饭后要休息多久才能运动?最近有一种说法:“饭后运动30分钟最有效”。有人觉得有道理,但也有人开始怀疑,这似乎和我们以前听到的“饭后立即运动会影响消化”相冲突。哪种说法是正确的?
饭后立即剧烈运动,会抑制消化液的分泌和消化管的蠕动。要看个人的体质,运动项目,运动量,运动强度。身体健康,经常参加运动的人,可以在饭后休息一小时后参加运动。餐后和运动前的间隔时间,大部分取决于餐和剂量,其他决定性因素包括年龄、身体状况和运动强度。假设这个读者是一个普通的中年人!如果你运动前的饭量很大,而且大部分都是蛋白质和脂肪含量高的食物,间隔时间应该在两个小时以上;如果餐量少且以碳水化合物为主,间隔可缩短至30分钟至1小时。任何改变最好是循序渐进,但如果有任何肌肉或消化系统的问题,你必须暂停。
一般来说,不经常运动的人和身体虚弱的人,饭后0.5 ~ 1小时运动比较好。正式运动和剧烈比赛最好在饭后1.5小时进行。饭后不剧烈运动不排除饭后放松运动。每个人都可以根据自己的情况做适度的运动,比如散步或者做其他轻微的活动,还是对健康有益的。
晚饭后多久可以慢跑一次?
慢跑是一项有氧运动,对身心健康非常有益。如果你能在日常生活中适当坚持慢跑,可以大大提高你的抗病能力,让你更健康。有些人选择饭后慢跑,却不知道多长时间才算合理。让边肖来回答你。
饭后立即做剧烈运动时,流向全身骨骼和肌肉的血液会增加,使肠胃和内脏的血液相对减少,容易引起消化不良,影响吸收,严重时甚至引起慢性消化不良。所以饭后不宜做剧烈运动。跑步是有氧运动,至少坚持20分钟才会有效果,但通常需要30-40分钟效果才会明显。特别是跑步的时候,要保持匀速,不能中途停车。试着协调你的步伐,呼吸和摆动手臂,在跑步过程中放松。跑步前可以做简单的压腿动作,活动肩、腰、膝、腕、踝等关节。跑步后注意做放松训练,一般是拉韧带,拍腿之类的。

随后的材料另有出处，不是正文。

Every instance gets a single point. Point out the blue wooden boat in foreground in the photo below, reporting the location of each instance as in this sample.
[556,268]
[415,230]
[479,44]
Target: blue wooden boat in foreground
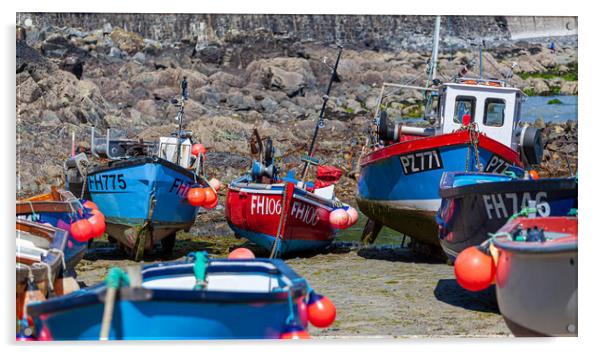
[193,299]
[476,204]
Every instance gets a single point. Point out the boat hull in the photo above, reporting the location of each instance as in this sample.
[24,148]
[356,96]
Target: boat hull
[536,286]
[253,212]
[482,204]
[399,184]
[74,250]
[147,313]
[143,190]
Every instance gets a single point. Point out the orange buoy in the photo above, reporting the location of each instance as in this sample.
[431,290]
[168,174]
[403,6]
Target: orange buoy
[81,230]
[339,218]
[98,213]
[353,216]
[241,253]
[210,196]
[474,269]
[196,196]
[98,225]
[215,184]
[212,205]
[321,312]
[198,149]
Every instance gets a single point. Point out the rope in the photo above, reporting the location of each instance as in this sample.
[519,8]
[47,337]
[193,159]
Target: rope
[473,135]
[48,276]
[62,255]
[524,212]
[201,260]
[291,314]
[85,177]
[113,281]
[34,216]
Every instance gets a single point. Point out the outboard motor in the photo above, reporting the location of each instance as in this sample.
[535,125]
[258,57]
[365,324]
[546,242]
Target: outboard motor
[75,168]
[530,144]
[259,170]
[387,132]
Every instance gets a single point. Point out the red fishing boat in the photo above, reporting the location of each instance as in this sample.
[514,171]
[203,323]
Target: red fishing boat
[288,214]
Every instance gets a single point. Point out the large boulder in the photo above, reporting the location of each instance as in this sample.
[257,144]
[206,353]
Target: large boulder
[289,75]
[129,42]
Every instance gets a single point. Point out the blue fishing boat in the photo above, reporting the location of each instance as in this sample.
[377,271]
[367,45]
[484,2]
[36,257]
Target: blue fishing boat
[60,209]
[471,125]
[477,204]
[39,268]
[193,299]
[143,189]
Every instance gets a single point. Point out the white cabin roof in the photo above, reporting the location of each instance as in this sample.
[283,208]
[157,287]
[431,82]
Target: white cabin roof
[482,87]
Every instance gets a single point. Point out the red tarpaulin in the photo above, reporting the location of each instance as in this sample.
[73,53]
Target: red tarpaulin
[327,175]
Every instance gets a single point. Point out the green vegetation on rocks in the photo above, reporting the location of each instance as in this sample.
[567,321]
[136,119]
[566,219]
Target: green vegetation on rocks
[568,75]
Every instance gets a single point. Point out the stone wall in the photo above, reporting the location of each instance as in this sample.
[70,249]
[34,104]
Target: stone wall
[372,32]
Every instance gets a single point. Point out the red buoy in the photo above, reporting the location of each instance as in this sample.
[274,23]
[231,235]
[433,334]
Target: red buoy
[215,184]
[353,216]
[295,332]
[81,230]
[198,149]
[210,196]
[474,269]
[90,205]
[339,218]
[98,225]
[99,214]
[196,196]
[533,174]
[241,253]
[302,308]
[321,312]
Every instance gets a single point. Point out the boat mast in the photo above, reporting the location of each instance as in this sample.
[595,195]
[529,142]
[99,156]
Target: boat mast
[320,122]
[184,87]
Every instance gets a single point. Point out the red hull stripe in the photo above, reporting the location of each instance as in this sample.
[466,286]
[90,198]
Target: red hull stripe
[457,138]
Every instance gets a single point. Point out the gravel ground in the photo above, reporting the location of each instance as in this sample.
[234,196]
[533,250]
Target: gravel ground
[380,291]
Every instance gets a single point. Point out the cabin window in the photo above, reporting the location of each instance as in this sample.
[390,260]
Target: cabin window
[464,105]
[494,112]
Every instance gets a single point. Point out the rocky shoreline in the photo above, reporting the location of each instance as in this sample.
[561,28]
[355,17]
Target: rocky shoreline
[69,79]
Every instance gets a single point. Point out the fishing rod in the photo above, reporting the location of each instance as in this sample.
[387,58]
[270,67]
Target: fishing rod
[320,123]
[184,87]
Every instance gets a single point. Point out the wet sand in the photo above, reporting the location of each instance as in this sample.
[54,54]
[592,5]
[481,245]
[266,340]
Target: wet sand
[380,291]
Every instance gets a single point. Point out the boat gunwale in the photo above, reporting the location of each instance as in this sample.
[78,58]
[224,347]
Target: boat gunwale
[96,294]
[238,186]
[567,184]
[139,161]
[439,141]
[549,247]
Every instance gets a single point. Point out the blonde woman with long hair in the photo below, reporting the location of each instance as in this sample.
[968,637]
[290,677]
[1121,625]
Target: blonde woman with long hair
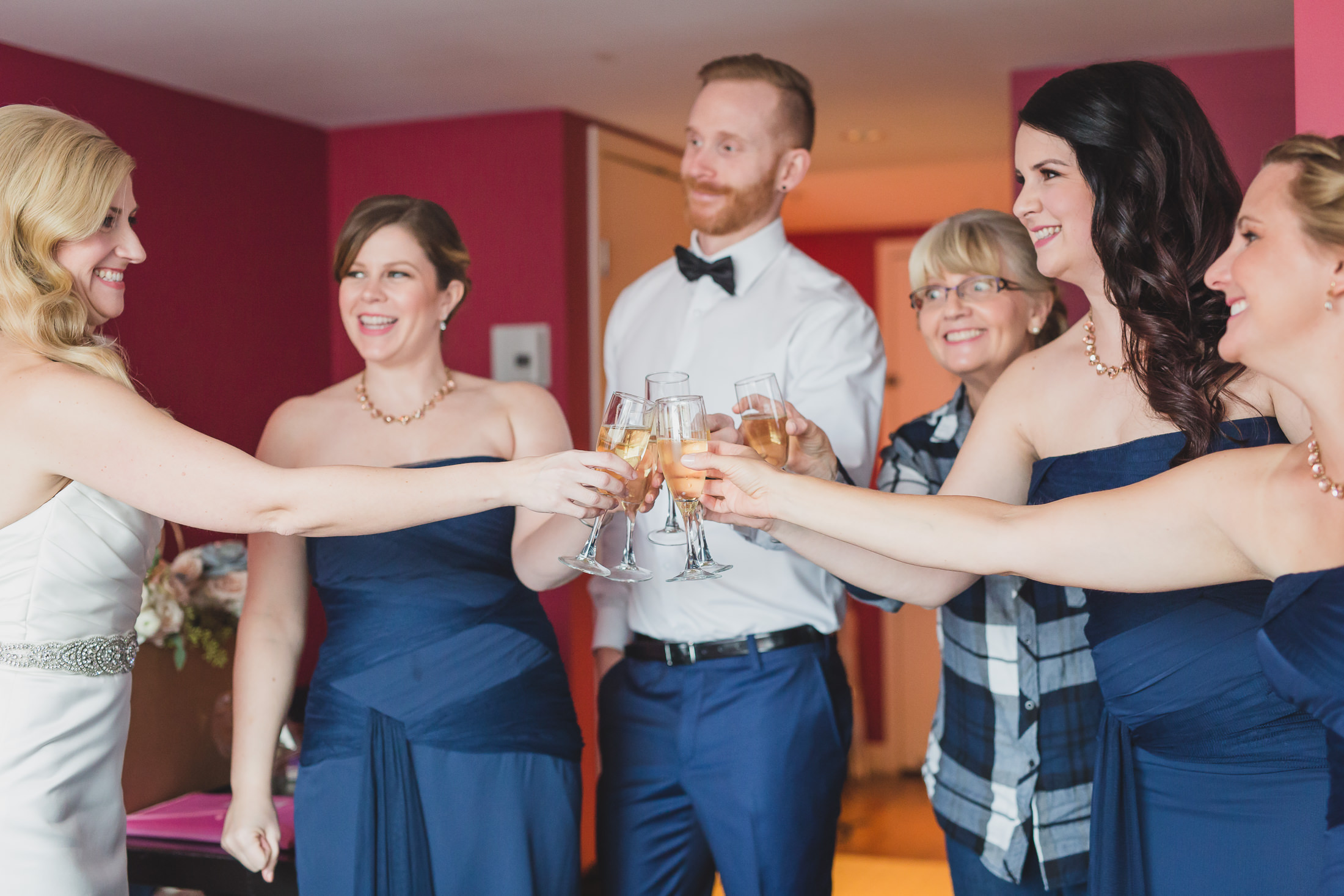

至于不经常运动的人,或者体质比较弱的人,间隔时间会比较长。患有胃肠疾病的人,在做决定之前,应该先征求医生的意见。另外,休息时间也和食物的性质有关。吃了难以消化的食物后,休息时间更长。标准答案是至少一个半小时。其实由于个体差异,可以适当调整。如果胃好一点,一个小时没问题;相应的,如果胃比较虚弱,就需要做伸展运动。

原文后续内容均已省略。